Academic lightweights
EAST LANSING, MI — Infants of low birthweight struggle with mental heavy lifting later on. A study of 773 17-year-olds, half of whom weighed less than 2.5kg at birth, showed that the low birthweight teens were about 50% more likely than normal birthweight kids to earn below-average marks on reading and math tests. The findings, published in the October issue of Pediatrics, held up for teens from inner-city Detroit and from silver-spooned suburbs alike.

Pneumococcal vaccine shocker
ROCKVILLE, MD — The safety of pneumococcal conjugate vaccine is in doubt after reports of potentially serious side effects like seizures and anaphylactic shock.

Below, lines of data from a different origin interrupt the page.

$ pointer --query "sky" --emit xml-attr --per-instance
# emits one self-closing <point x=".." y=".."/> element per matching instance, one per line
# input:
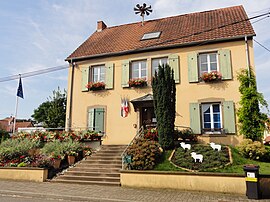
<point x="38" y="34"/>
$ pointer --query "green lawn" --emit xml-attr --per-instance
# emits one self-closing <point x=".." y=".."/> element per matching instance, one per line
<point x="236" y="167"/>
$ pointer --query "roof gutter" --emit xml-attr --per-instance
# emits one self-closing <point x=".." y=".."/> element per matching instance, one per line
<point x="139" y="50"/>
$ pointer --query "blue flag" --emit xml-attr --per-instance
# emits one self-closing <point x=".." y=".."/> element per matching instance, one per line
<point x="20" y="90"/>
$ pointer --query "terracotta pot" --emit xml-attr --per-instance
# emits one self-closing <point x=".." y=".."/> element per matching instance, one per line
<point x="56" y="163"/>
<point x="71" y="160"/>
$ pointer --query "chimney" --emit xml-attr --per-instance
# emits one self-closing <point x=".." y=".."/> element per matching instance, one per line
<point x="101" y="26"/>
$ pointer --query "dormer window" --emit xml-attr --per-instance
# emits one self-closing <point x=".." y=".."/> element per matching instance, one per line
<point x="151" y="35"/>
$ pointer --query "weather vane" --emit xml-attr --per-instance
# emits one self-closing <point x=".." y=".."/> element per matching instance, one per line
<point x="142" y="10"/>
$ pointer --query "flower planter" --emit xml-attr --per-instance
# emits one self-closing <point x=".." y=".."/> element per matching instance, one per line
<point x="96" y="86"/>
<point x="71" y="160"/>
<point x="137" y="83"/>
<point x="56" y="163"/>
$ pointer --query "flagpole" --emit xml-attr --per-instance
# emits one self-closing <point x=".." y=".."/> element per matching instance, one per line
<point x="16" y="111"/>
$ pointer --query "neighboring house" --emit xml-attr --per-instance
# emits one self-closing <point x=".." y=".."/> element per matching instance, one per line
<point x="192" y="44"/>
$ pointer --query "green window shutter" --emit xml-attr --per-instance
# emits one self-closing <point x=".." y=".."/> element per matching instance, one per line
<point x="174" y="64"/>
<point x="193" y="68"/>
<point x="225" y="64"/>
<point x="109" y="75"/>
<point x="195" y="118"/>
<point x="99" y="120"/>
<point x="85" y="78"/>
<point x="125" y="73"/>
<point x="228" y="117"/>
<point x="91" y="114"/>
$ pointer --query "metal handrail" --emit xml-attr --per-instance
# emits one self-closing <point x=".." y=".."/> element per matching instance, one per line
<point x="138" y="134"/>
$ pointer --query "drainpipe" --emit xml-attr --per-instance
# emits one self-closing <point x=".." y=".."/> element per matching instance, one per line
<point x="69" y="120"/>
<point x="247" y="56"/>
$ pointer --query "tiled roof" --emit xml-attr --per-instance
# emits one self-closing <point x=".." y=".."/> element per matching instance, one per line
<point x="224" y="23"/>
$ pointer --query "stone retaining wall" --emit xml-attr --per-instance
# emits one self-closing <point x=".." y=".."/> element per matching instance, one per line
<point x="27" y="174"/>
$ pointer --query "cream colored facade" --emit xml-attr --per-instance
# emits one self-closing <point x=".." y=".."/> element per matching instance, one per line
<point x="119" y="130"/>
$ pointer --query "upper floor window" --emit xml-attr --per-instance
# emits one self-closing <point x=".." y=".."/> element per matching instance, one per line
<point x="211" y="117"/>
<point x="98" y="73"/>
<point x="138" y="69"/>
<point x="208" y="62"/>
<point x="156" y="62"/>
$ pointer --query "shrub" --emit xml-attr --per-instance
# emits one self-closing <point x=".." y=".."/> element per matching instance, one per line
<point x="71" y="147"/>
<point x="145" y="154"/>
<point x="211" y="158"/>
<point x="14" y="148"/>
<point x="151" y="134"/>
<point x="53" y="149"/>
<point x="252" y="150"/>
<point x="4" y="135"/>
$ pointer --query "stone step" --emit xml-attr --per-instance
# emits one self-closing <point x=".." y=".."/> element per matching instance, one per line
<point x="107" y="166"/>
<point x="100" y="161"/>
<point x="85" y="173"/>
<point x="87" y="182"/>
<point x="88" y="178"/>
<point x="104" y="158"/>
<point x="97" y="170"/>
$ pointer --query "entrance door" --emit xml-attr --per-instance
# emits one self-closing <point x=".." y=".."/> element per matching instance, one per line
<point x="148" y="118"/>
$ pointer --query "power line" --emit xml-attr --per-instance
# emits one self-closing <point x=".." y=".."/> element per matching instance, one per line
<point x="51" y="69"/>
<point x="262" y="45"/>
<point x="34" y="73"/>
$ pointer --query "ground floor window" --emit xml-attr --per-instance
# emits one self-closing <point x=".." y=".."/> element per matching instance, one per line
<point x="211" y="117"/>
<point x="96" y="119"/>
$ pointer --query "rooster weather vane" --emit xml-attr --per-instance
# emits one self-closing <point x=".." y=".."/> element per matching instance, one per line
<point x="142" y="10"/>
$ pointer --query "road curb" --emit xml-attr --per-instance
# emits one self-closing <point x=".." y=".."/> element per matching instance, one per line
<point x="57" y="196"/>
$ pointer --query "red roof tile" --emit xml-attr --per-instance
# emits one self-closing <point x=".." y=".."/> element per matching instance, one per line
<point x="224" y="23"/>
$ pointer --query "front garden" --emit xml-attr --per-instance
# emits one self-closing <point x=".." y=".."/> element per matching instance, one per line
<point x="52" y="150"/>
<point x="147" y="154"/>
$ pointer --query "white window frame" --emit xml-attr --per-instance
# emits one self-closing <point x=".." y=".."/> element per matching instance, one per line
<point x="208" y="62"/>
<point x="159" y="62"/>
<point x="98" y="67"/>
<point x="140" y="69"/>
<point x="212" y="117"/>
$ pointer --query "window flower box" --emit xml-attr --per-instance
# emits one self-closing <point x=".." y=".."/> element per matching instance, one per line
<point x="95" y="86"/>
<point x="137" y="82"/>
<point x="211" y="76"/>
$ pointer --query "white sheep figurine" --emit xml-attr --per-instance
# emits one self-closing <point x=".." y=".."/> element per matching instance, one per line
<point x="185" y="146"/>
<point x="197" y="156"/>
<point x="215" y="146"/>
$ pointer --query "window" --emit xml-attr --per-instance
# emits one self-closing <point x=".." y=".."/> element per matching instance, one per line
<point x="208" y="62"/>
<point x="151" y="35"/>
<point x="138" y="69"/>
<point x="211" y="117"/>
<point x="96" y="117"/>
<point x="98" y="73"/>
<point x="156" y="62"/>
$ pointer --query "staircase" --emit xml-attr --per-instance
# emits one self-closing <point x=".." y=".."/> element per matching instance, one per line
<point x="101" y="168"/>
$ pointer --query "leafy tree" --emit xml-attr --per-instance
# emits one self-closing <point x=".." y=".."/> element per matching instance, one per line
<point x="52" y="113"/>
<point x="163" y="85"/>
<point x="252" y="121"/>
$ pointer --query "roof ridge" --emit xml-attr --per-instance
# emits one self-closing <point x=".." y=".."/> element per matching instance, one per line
<point x="157" y="19"/>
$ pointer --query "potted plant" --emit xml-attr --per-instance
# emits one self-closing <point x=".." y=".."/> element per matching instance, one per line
<point x="56" y="159"/>
<point x="87" y="151"/>
<point x="71" y="156"/>
<point x="211" y="76"/>
<point x="137" y="82"/>
<point x="95" y="86"/>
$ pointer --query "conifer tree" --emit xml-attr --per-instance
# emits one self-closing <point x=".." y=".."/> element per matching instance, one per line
<point x="164" y="92"/>
<point x="252" y="121"/>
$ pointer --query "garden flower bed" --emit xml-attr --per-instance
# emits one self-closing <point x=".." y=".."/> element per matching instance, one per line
<point x="46" y="150"/>
<point x="211" y="158"/>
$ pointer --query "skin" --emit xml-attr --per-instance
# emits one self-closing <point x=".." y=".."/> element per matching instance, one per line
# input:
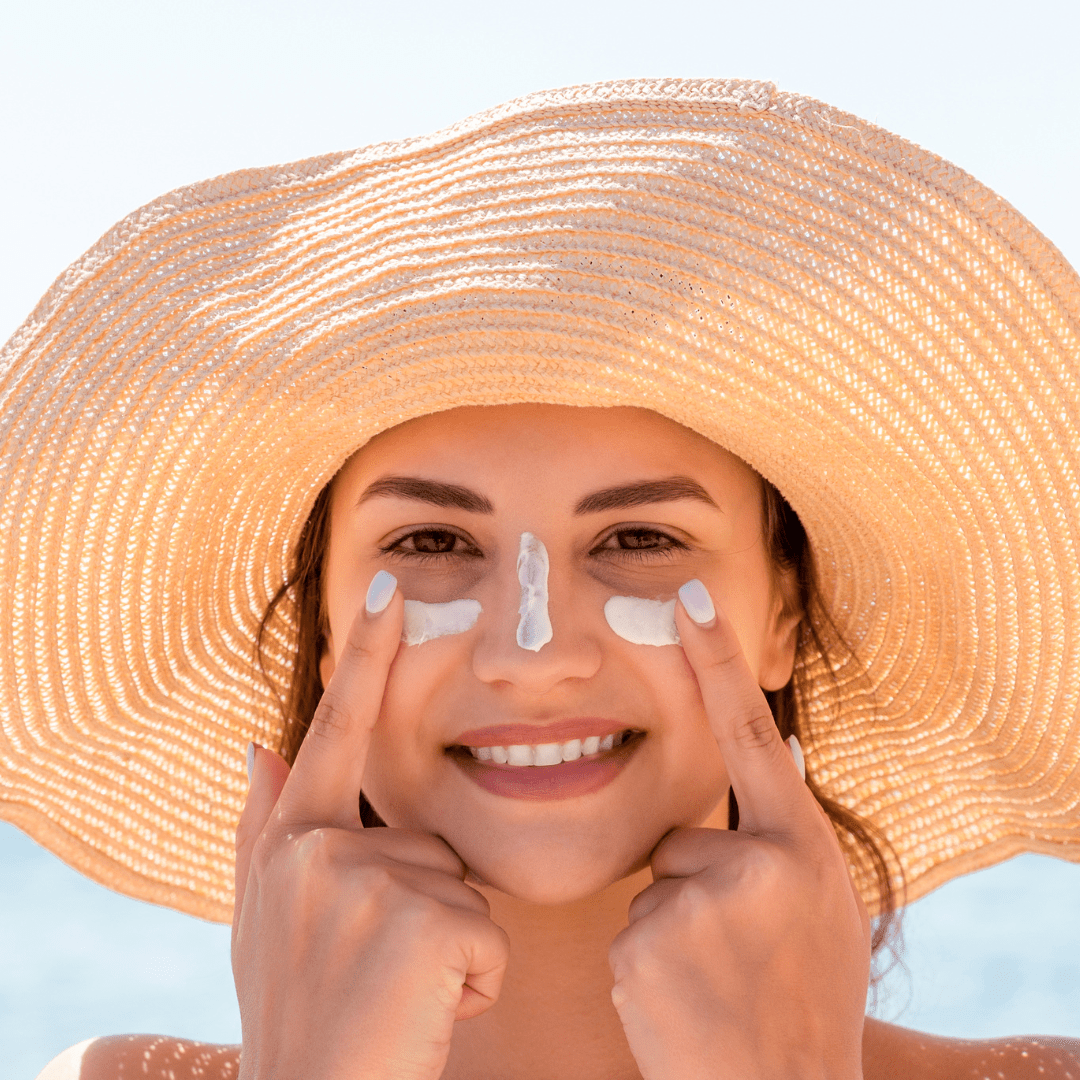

But Dr Robert P Wise of the FDA defends the vaccine in the October 13 issue of JAMA, and says that the adverse events reported in the two years since licensure were at a reasonable 4,154 cases or about 13.2 adverse events per 100,000 doses. Only 14.6% of these reports involved serious problems, which is a safety profile that Dr Wise says is comparable to other vaccines.

Let's not drink to atrial fibrillation
AARHUS, DENMARK — The way to adversely set a man's heart aflutter may be to give him booze. According to a study published in the October 11 issue of the Archives of Internal Medicine, there's a significant correlation between alcohol consumption and atrial fibrillation and/or heart flutter diagnosis in men, with greater amounts of booze corresponding to a greater likelihood of coming down with heart troubles. Interestingly, there seemed to be no such relationship for women.

Kiss of death pays dividends
HAIFA — An American and two Israeli scientists won the $1.3-million Nobel Prize in chemistry on October 6. Their groundbreaking work could help researchers find new ways to fight cancer and other diseases. The scientists have discovered a process that gives doomed proteins the "kiss of death" — a chemical label that marks them to get chopped up. This process plays a role in DNA repair and cell division. If there's a glitch in the pathway, it can lead to diseases like cervical cancer. The protein-destroying process was previously believed to be non-existent — so the discovery was completely unexpected.